But unions have gotten a bad rap lately, much to the dismay of members.
Labor Day morning was all about local union chapters in Rapid City, as they marched through the streets of downtown.
"It's just a time to celebrate the labor we put in all year long," said Randy Stainbrook, business manager for the International Brotherhood of Electrical Workers local 1250.
The celebration comes in the midst of mounting challenges.
"There's a lot of people that are out to get rid of unions," seen recently in the failed recall vote of anti-union Wisconsin Gov. Scott Walker, Stainbrook said.
But there are other, non-political issues bringing unions down.
"Shrinking overall membership seems to be a big problem," said IBEW local 1250 member Doug Zastrow.

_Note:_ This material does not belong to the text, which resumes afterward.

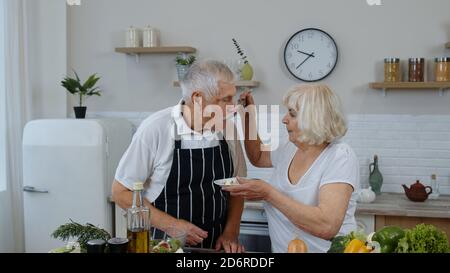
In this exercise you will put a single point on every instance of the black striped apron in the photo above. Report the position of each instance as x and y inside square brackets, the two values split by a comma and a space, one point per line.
[190, 193]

The U.S. Labor Department reports 2011 union membership at 11.9 percent, down from more than 20 percent in 1983, the first year they collected the data.
"The fewer people that represent labor, the harder it is to negotiate a contract," said National Association of Letter-Carriers 30-year member Robert Sukut.
"If everyone was part of the labor movement or unions," added Zastrow, "we'd have a better position to bargain."
The organized labor situation is even more dire in South Dakota.
As a right to work state where union membership is not required, only about 5 percent of workers pay dues, down half a percent from 2010.
"We're here for everybody," Stainbrook said, "whether you're a union member or not."
That gets costly when building rent comes due and contracts get re-negotiated.
"Somebody has to pay the bill," said Zastrow.
Some argue unions have served their purpose, but union members say there's still work to be done.
"You have to maintain what you've gained," Zastrow said.
"I think South Dakota has a long ways to go before they recognize how important the working people here in South Dakota are to this stat," said Sukut.
Union members also say the fight for better wages and benefits is not over.
They warn the power balance between corporations and their workers is still a sensitive issue.